Bad Bunny and the Profitable Right-Wing Outrage Machine
As long as it’s true that any attention is good attention, your fury is seen as nothing more than dollar signs for the NFL.
The Super Bowl is one of the highlights of the sporting calendar, attracting millions of viewers worldwide year after year, and sparking the beginning of the long and difficult football-free season where we must survive on a meager diet of non-contact sports such as basketball and soccer. But for certain non-sports fans whose sole joy in life is found in complaining about anything and everything online, the Super Bowl has nothing to do with football and everything to do with the halftime show.
This year, too many commentators — many of whom have about as much football knowledge as Tim Walz, who famously warned that Alexandria Ocasio-Cortez “could run a mean pick 6” — went into overdrive in their attempt to spark a backlash against halftime performer Bad Bunny.
I’ll confess, I had no idea who Bad Bunny is. Honestly, I still don’t. For all I know, he’s a distant relation of Bugs Bunny, the Energizer Bunny or the Easter Bunny, but apparently he’s very popular, delivering a performance on Sunday that garnered millions of additional views for the NFL and sent the right-wing influencer class into a manic state.

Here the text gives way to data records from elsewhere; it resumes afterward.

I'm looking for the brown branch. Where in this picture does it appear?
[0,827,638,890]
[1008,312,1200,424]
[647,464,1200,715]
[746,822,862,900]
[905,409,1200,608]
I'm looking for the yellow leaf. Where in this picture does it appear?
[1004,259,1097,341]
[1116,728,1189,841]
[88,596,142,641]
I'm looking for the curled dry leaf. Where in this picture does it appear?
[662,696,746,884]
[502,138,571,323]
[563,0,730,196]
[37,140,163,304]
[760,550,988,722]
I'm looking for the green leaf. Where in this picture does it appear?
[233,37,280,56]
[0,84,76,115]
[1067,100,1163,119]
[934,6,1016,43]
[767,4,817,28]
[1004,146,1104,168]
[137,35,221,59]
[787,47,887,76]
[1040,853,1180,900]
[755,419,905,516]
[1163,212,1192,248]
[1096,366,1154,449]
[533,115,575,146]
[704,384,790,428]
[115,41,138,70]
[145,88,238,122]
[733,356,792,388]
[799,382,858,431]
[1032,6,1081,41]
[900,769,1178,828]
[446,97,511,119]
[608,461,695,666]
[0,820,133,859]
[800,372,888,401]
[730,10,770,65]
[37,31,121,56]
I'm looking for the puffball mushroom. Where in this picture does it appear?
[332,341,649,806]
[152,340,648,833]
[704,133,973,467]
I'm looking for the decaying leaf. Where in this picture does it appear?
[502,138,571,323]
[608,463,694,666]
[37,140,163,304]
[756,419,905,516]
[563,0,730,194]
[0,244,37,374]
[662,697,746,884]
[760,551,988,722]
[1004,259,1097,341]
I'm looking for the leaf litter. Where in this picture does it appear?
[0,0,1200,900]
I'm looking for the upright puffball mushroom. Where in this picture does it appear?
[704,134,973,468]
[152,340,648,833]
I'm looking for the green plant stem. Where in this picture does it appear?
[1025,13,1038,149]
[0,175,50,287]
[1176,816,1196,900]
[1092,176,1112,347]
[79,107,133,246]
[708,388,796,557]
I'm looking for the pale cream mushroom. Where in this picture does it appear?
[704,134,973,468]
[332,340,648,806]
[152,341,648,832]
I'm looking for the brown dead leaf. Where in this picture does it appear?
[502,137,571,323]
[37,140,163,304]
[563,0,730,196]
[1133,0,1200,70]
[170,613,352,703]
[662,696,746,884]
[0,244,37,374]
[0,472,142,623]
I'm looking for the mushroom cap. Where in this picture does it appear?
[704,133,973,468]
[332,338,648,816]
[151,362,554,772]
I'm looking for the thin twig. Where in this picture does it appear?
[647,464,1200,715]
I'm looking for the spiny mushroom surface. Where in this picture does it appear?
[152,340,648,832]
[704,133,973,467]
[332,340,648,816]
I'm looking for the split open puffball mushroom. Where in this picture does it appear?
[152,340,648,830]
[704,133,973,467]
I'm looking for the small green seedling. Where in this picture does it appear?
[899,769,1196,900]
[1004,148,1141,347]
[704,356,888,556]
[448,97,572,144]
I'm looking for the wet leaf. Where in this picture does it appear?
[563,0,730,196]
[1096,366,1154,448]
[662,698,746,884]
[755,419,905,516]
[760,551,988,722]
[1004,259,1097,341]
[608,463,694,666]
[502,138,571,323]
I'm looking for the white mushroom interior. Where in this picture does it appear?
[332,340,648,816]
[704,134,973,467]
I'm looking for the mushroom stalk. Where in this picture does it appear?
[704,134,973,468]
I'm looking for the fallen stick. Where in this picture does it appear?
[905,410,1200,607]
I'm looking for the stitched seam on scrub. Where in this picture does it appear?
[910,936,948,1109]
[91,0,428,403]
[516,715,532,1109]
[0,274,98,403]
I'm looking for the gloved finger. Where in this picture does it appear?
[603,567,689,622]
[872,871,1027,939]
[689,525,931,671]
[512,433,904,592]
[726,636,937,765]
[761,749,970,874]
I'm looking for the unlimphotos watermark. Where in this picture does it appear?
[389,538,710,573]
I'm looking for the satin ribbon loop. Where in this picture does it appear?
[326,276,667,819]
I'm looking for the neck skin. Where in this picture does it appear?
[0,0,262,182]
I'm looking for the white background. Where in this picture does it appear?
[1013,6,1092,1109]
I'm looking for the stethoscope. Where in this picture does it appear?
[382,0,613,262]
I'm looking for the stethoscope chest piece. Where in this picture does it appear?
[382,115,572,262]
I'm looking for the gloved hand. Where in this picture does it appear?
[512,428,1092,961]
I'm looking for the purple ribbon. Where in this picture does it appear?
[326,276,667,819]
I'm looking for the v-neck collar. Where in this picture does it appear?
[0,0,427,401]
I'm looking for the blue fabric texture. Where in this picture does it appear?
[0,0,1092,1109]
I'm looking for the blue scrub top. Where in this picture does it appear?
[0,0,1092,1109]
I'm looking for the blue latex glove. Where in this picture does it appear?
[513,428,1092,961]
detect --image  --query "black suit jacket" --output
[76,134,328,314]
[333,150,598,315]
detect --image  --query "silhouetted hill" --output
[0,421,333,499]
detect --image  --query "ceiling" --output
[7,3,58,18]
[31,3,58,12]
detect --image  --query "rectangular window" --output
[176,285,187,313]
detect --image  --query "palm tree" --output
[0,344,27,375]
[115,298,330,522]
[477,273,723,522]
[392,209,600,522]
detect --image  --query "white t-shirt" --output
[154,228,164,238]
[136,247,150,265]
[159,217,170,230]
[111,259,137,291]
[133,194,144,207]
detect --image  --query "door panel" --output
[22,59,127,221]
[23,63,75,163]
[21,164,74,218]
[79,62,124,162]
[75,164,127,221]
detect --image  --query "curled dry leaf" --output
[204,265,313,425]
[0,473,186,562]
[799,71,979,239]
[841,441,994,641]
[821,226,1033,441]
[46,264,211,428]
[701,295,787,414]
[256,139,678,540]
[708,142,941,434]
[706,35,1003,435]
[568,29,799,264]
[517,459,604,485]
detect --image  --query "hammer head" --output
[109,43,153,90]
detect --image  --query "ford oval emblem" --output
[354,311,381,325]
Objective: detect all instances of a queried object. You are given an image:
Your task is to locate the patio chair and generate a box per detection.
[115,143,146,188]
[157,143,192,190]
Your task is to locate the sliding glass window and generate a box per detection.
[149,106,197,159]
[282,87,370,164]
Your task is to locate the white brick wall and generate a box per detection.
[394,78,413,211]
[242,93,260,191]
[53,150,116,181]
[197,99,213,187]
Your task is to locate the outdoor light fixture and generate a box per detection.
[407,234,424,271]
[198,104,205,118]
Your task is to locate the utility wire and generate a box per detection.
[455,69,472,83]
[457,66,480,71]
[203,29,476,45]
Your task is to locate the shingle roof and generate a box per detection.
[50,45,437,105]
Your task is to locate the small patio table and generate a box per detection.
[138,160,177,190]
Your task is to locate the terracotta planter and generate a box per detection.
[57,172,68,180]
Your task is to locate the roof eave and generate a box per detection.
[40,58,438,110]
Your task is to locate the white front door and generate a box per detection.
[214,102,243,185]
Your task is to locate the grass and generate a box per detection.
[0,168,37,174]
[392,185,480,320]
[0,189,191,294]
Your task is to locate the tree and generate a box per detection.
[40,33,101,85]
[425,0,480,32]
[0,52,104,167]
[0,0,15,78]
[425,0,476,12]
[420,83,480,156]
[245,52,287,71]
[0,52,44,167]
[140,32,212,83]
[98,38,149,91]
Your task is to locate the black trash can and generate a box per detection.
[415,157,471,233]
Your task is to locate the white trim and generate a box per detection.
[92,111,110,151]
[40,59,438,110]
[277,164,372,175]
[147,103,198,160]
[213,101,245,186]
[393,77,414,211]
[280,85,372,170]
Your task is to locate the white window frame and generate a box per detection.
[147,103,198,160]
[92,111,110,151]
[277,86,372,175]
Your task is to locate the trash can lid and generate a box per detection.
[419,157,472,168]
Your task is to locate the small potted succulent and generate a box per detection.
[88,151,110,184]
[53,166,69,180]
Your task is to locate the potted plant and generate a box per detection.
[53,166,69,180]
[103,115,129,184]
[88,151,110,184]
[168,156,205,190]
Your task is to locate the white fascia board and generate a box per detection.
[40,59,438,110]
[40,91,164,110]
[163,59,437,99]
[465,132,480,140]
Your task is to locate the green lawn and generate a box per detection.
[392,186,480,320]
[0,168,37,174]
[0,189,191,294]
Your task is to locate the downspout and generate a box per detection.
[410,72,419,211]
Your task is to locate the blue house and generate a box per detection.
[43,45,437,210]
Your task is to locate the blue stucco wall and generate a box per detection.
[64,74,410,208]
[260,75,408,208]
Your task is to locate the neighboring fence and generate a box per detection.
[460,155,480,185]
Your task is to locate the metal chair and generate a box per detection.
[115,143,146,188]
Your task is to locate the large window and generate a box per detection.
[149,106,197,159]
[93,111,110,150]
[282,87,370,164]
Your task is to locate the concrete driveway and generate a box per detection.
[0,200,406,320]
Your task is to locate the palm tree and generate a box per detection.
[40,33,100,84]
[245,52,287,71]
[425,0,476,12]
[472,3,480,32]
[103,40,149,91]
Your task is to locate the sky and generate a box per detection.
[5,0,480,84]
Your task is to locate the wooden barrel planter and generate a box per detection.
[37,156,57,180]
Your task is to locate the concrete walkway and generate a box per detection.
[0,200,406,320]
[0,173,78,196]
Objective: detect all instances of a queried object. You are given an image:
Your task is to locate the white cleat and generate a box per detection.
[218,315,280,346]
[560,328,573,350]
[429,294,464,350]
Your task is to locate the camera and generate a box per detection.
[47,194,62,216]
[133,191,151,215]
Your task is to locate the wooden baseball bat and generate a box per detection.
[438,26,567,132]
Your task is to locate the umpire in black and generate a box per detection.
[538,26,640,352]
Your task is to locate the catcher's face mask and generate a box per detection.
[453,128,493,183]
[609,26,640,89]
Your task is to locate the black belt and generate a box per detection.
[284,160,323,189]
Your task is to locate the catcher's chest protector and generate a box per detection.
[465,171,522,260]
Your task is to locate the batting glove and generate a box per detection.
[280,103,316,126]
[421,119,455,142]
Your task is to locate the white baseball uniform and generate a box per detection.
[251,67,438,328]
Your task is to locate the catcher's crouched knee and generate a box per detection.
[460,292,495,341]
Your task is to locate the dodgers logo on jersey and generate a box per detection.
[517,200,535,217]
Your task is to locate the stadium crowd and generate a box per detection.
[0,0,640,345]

Sure, it’s fine to think that the performance was good or bad, and it’s even fine to calmly critique obvious political messages within the performance, such as the conflation of “God Bless America” with the entire Western hemisphere, as if we share anything with Venezuela, Mexico or — heaven forfend — Canada. It’s also fine, by the way, to not care at all. But if your sole focus on Monday morning is not the game but the halftime show, I’m sorry, you’re not a serious person, and certainly not a sports fan.
And if Bad Bunny’s selection as halftime performer did send you into a social media fury, it’s important to understand that your expression of outrage only rewards the NFL for their decision.
The National Football League’s primary goal is to make professional football as profitable as possible, and the purpose of the halftime show is to expand their audience in order to expand their profit base. The NFL has absolutely nothing to gain from a halftime performance that appeals only to people who are already tuning in for the football, while the NFL has everything to gain from a halftime performance that appeals to people who couldn’t care less about whether the Patriots or the Seahawks even showed up to the game.
To be fair, one of them didn’t…
Then there’s the issue of marketing. It is in the NFL’s best interest to not only pick a performer who will bring in a new audience, but to navigate the tightrope of controversy to ensure that the reliable online outrage machine will provide them with millions of dollars of free advertising.
Time after time, controversy is intentionally manufactured in order to spark a predictable reaction, and Bad Bunny was no different. So, if you despise Bad Bunny and his performance, do you think making him and his performance go viral on social media hurt or helped the effort to convince the NFL to choose someone else?
No, in the future, if you want halftime performers that — for example — have a single English lyric, resist the temptation to flood the internet with your fury, because as long as it’s true that any attention is good attention, your fury is seen as nothing more than dollar signs for the NFL.